Sans pouvoir être exhaustif, les principaux facteurs entrant dans le raisonnement sont liés à :
1) l’équilibre économique de l’exploitation et le revenu dégagé par l’éleveur ou le gestionnaire (incidences sur le capital d’exploitation, sur les marges brutes, sur les primes et subventions existantes ou potentiellement accessibles) ;
2) l’intégration des contraintes dans le système d’exploitation (équilibre cultures-prairies-parcours, incidences sur les rotations de pâturage, sur la charge de travail annuelle ou ponctuelle…) ;
3) la compatibilité avec les contraintes foncières ou agronomiques existantes (mode de faire-valoir, aménagements fonciers, nécessaires ou existants, éloignement ou morcellement des parcelles, potentialité agronomique, facteurs culturaux limitants…) ;
4) l’intégration dans le système d’élevage et dans l’itinéraire zootechnique en place (place et incidence dans le système, le calendrier d’alimentation, les cycles de reproduction. Incidences également sur le mode d’exploitation des surfaces fourragères : fauche-pâture, libre, semi-libre, contraint…).
Par ailleurs, les contraintes d’exploitation liées aux objectifs de conservation du patrimoine naturel les plus souvent négociées et utilisées comme variables déterminantes sont les suivantes :
1) le chargement : il peut être adapté annuellement ou ponctuellement, par rotation ou présence régulière du cheptel.
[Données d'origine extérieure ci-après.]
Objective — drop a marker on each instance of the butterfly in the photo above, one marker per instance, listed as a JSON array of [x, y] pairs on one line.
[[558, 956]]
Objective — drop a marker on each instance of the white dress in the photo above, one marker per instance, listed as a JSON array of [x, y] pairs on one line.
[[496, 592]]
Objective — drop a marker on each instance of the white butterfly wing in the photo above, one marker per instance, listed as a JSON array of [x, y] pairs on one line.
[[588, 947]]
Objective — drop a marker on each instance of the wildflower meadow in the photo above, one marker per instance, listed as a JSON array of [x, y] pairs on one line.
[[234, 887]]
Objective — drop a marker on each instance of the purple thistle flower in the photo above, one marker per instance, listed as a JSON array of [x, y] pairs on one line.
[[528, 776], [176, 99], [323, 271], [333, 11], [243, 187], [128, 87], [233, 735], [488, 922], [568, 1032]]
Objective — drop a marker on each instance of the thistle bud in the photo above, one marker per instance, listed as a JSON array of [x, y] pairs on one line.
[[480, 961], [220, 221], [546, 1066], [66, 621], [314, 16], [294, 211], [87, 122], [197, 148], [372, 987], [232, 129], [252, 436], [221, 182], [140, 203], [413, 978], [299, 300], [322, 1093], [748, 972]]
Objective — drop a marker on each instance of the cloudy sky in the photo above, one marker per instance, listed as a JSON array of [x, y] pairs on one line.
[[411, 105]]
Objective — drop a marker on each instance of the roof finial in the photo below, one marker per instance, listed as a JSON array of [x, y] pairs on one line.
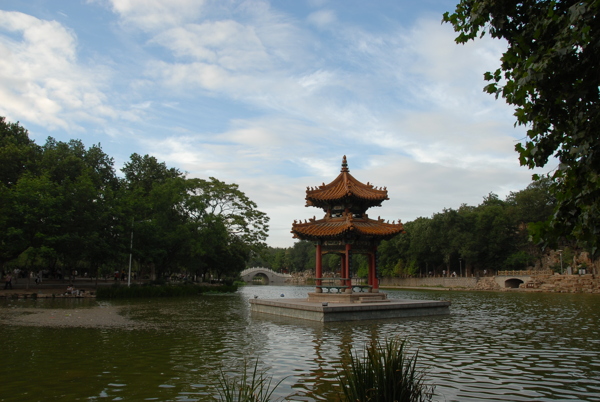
[[345, 165]]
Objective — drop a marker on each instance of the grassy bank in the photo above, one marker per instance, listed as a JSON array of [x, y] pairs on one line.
[[134, 291]]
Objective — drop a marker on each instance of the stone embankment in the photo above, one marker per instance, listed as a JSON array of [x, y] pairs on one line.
[[564, 283], [537, 283]]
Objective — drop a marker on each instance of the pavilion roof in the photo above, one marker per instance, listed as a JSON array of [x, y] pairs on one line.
[[345, 189], [344, 227]]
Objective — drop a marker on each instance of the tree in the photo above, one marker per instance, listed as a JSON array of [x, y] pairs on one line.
[[550, 72], [18, 156]]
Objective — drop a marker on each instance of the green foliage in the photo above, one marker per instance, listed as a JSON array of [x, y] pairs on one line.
[[63, 203], [250, 387], [549, 73], [141, 291], [384, 372]]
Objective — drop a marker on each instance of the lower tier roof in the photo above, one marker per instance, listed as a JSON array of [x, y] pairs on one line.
[[346, 227]]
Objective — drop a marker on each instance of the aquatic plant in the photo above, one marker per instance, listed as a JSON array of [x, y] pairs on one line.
[[384, 373], [250, 387]]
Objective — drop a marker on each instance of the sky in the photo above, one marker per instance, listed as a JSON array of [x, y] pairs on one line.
[[269, 95]]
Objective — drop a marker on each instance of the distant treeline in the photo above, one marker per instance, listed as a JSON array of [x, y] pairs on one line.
[[491, 236], [63, 208]]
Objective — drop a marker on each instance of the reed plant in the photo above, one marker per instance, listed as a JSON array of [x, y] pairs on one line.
[[384, 373], [255, 386]]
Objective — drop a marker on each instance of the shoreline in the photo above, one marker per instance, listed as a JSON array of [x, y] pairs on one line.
[[103, 316]]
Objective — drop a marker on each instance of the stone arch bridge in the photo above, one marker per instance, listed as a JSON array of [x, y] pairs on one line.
[[272, 277]]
Chargement ponctuel élevé pour une forte pression de pâturage ou chargement moyen pour un pâturage extensif sur une longue durée, tous les cas de figure peuvent être étudiés en fonction des critères et des conséquences prévisibles sur les espèces à favoriser ;
2) les déplacements et transports d’animaux qui peuvent être envisagés en entraide, aide matérielle, mise à disposition (véhicules, clôtures, main-d’œuvre…) ;
3) le suivi technique qui peut (ou doit) être mené conjointement entre l’exploitant et le gestionnaire : observations, comptages, notations, tenue du carnet de pâturage, évaluation des effets…
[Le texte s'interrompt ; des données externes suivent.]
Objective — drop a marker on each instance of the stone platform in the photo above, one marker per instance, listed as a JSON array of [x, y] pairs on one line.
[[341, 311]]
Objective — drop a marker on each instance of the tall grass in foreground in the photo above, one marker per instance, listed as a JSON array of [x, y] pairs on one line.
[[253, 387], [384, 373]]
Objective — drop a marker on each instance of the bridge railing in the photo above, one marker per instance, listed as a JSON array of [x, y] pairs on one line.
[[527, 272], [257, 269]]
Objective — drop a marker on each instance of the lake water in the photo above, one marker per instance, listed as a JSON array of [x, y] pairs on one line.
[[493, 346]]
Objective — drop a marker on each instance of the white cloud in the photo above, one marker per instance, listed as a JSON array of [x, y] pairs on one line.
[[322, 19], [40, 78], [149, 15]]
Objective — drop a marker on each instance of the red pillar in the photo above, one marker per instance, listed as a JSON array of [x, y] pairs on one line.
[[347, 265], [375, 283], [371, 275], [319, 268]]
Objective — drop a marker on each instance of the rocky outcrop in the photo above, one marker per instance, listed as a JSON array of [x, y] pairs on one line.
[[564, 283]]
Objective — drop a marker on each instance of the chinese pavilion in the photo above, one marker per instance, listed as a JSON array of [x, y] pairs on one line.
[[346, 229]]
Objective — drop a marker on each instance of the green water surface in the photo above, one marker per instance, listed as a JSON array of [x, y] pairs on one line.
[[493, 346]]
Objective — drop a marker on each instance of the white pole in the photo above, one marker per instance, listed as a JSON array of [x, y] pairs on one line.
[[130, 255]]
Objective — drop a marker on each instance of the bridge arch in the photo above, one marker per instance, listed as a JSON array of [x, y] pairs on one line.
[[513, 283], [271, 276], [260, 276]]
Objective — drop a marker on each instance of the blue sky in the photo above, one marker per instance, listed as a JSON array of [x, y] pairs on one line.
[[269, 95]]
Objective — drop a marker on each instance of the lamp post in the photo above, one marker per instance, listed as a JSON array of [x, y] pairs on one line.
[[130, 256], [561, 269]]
4) l’adaptation du cheptel aux exigences de gestion. Le troupeau étant alors considéré comme un outil de gestion (plus que -purement- de production) peut être sujet d’évolutions en fonction des objectifs (augmentation du nombre, choix de race, évolution comportementale, type d’animaux…).
Certains aménagements fonciers ou d’exploitation peuvent également s’avérer nécessaires (clôtures bien sûr, matériel, aménagement de contention ou d’alimentation, points d’abreuvement, d’affouragement, plantations, débroussaillement…).
Dans certains cas, ces adaptations peuvent être aidées ou prises en charge par la collectivité ou l’organisme chargé de la gestion.
La multiplicité des expériences de gestion contractuelle atteste d’une réelle volonté partagée des gestionnaires et des agriculteurs de faire ensemble. Les accords locaux fonctionnent depuis longtemps. Les enjeux sont maintenant ailleurs, dans la mise en place d’outils cohérents dans le domaine du contractuel et des régimes d’aides. Dans ce domaine, il faut être sûr que seule une approche stratégique globale commune entre gestionnaire et agriculteur pourra faire avancer les choses.